Under the Foreign Investment in Real Property Tax Act of 1981 (FIRPTA), the United States imposes income tax on a foreign person that disposes of an interest in real estate located in the United States (a USRPI). A transferee is obligated to withhold 15% of the purchase price.
In 2015, Congress enacted several exemptions from FIRPTA, including an exemption for QFPFs and entities wholly owned by QFPFs (controlled entities). Generally, a QFPF is a trust, corporation or other organization or arrangement that (i) is created or organized under foreign law, (ii) is established to provide retirement or pension benefits to employees, (iii) does not have a participant with a right to more than 5% of its assets or income, (iv) is subject to government regulation and annual information reporting, and (v) is eligible for certain tax benefits in the country in which it was created or organized. Since the QFPF exemption was enacted, its scope has been a matter of some uncertainty.
The proposed regulations generally take taxpayer-friendly positions that would apply the QFPF exemption broadly. The proposed regulations rely on the explanation of the 2015 legislation published by Congress’s Joint Committee on Taxation to support these positions.
The Proposed Regulations
Highlights of the new provisions include the following:
- An expansive reading of the definition of controlled entities would allow the exemption when a controlled entity is owned indirectly (as well as directly) by a QFPF. The exemption would also apply when the controlled entity is owned by multiple QFPFs.

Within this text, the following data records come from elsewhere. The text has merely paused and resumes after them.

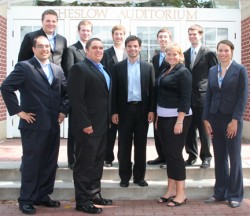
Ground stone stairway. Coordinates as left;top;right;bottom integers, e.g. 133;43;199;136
0;162;250;200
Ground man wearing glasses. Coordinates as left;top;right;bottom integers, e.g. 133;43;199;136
1;36;69;214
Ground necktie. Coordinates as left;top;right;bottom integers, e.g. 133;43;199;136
97;64;110;89
159;52;166;66
190;49;196;69
46;64;53;85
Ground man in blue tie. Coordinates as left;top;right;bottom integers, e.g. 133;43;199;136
184;24;218;168
147;28;172;168
1;36;69;214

- The QFPF exemption is generally not available to an entity that was not a QFPF, a part of a QFPF or a controlled entity at any time during the 10 years preceding a disposition of a USRPI held by that entity (10-Year Rule). This rule prevents avoidance of FIRPTA tax on gain that accrues before the entity qualified for the exemption.
- A pension plan would be able to qualify as a QFPF if it was created or organized under the law of a political subdivision of a country (and not just under the law of the country itself). However, the requirement that a QFPF be eligible for local tax benefits would not be met when tax benefits are available only with respect to taxes imposed by the political subdivision.
- A multi-employer pension plan or a government-sponsored pension plan would be able to qualify as a QFPF, as well as pension plans organized by a trade union, professional association or similar group.
- A pension plan would qualify even if it provides “ancillary” benefits, as long as the present value of such benefits does not exceed 15% of the present value of all the benefits provided by the plan. Ancillary benefits include benefits for long-term care, death, disability, healthcare and unemployment.
- A QFPF’s annual information reporting requirement would be satisfied whenever the pension plan is administered by the government (other than in its capacity as an employer).
- The requirement that a QFPF be eligible for tax benefits in its country of creation or organization would be met if the relevant country has no income tax. A QFPF would not fail this requirement as long as at least 85% of the contributions to the plan are tax-deductible, excluded from gross income or taxed at a reduced rate, or when at least 85% of the QFPF’s investment income is tax-deferred or taxed at a reduced rate.
- Form W-8EXP is expected to be revised to allow a QFPF to certify that it is not subject to U.S. withholding taxes under FIRPTA. In the meantime, a QFPF may still certify its status on a “certificate of non-foreign status” as described in the FIRPTA regulations.
- The QFPF exemption does not apply to withholding on allocations of income effectively connected to a U.S. trade or business from a partnership, other than from the disposition of a USRPI.
The proposed regulations would generally be effective for dispositions of USRPIs occurring after they are finalized. The 10-Year Rule, however, is effective immediately. In addition, pension plans may rely on the proposed regulations with respect to any disposition of a USRPI occurring on or after December 18, 2015, as long as the plan “consistently and accurately” complies with the proposed regulations.
The proposed regulations are notable for their liberal construction of the QFPF exemption. We expect that there will be some tightening of the 10-Year Rule and the requirements for controlled entities in the final version of the regulations. However, even with some tightening, these provisions represent a reasonable and pro-taxpayer approach that should encourage foreign investment in U.S. real estate assets.